At the crematorium I read through a poem “Not how he died, but how he lived”. Subsequently at the memorial service, my daughter Fabian read “The dash”. Both of these wonderful, powerful poems focus not on the sadness of someone dying, but on the time that they spent during their lifetime – the “dash” between when they were born and when they died. For us as a family it is now about re-establishing relationships now that a unique unifying force is missing.
I was able to reflect on the career my father had where he put the people in the businesses he advised first, leaving his fees to be a function of the success he helped foster. He developed a large number of chartered accountants who have gone on to develop their careers.
This approach meant he was trusted not just by his clients, his staff, but also his contacts, family and friends. He gathered an enormous number of people who valued him as their adviser, whether it was paid for or not.

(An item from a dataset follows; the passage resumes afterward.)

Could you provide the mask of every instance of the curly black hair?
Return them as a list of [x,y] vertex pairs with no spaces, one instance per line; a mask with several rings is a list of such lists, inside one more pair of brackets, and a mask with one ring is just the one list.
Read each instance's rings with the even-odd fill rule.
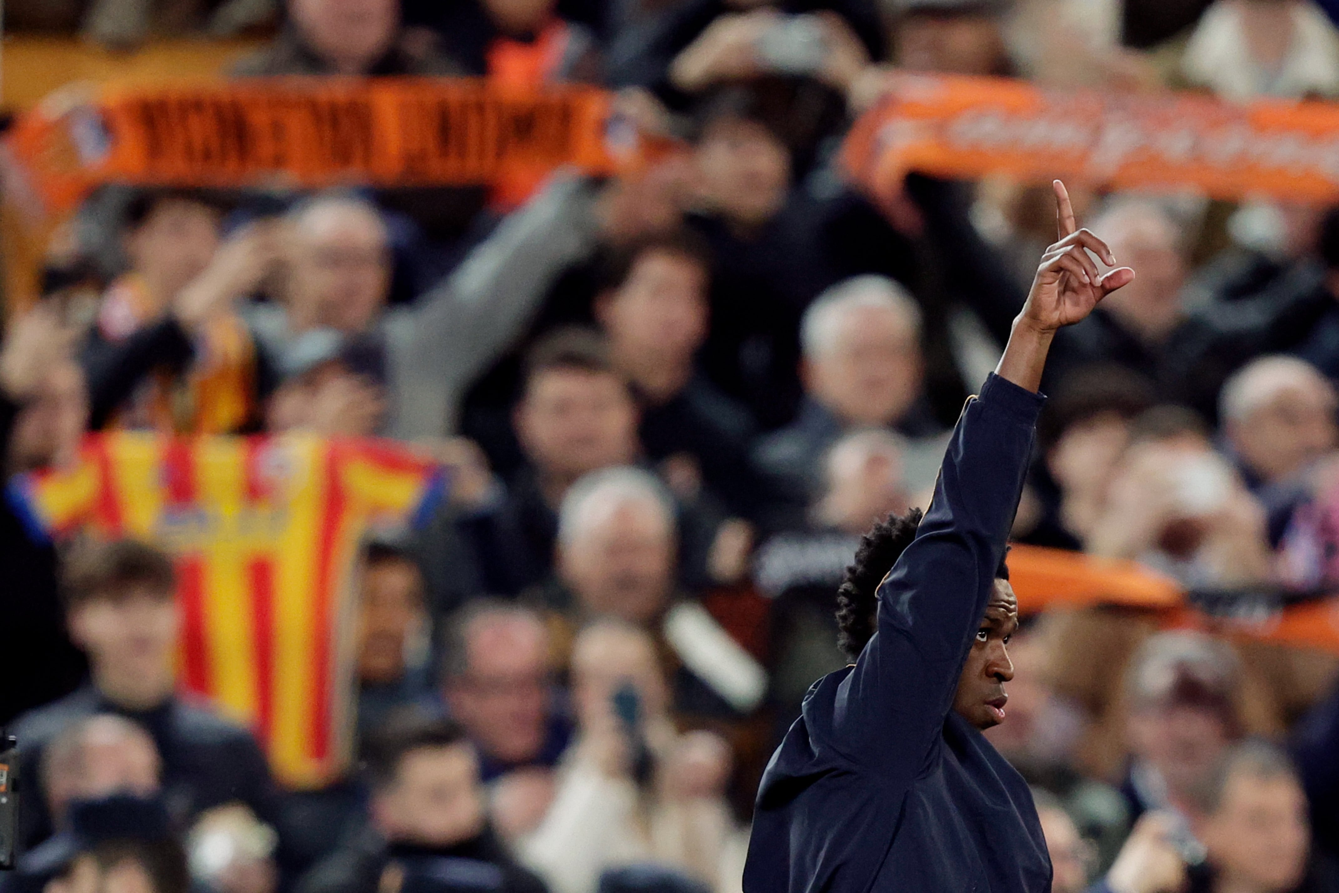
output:
[[[920,509],[902,515],[889,514],[861,537],[856,561],[846,568],[846,577],[837,589],[837,645],[850,660],[860,657],[860,652],[874,637],[878,584],[916,538],[923,515]],[[1008,549],[1004,552],[1007,554]],[[1003,557],[995,576],[1008,580],[1008,565]]]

As a family we were able to share our memories and reflections with almost 300 people across the crematorium and memorial services in November. The words of the two poems were truly something my father lived by.
However, they have led me to also consider whether my lifestyle is something that needs to be amended. Hopefully my “dash” will not be a short sprint to the finish, but a longer more sedate affair.
As accountants it is easy to spend ever more increasing time on the “numbers”, be they tax returns or accounts, and to lose a positive work/life balance. So, at a time when we are thinking of our new year’s resolutions, my simple task is to delegate more and to carve out some spare time for me and my family, otherwise there is a danger that my dash will be spent largely at my office desk.
My query for you is whether you will make a resolution and stick to it. Moreover, whether your family and friends when reflecting on your “dash” will be able to say that you had lived a full life and been valued by those who know you in the manner that my father did.
Andrew McKenzie-Smart is President of ICAEW Chartered Accountants Croydon.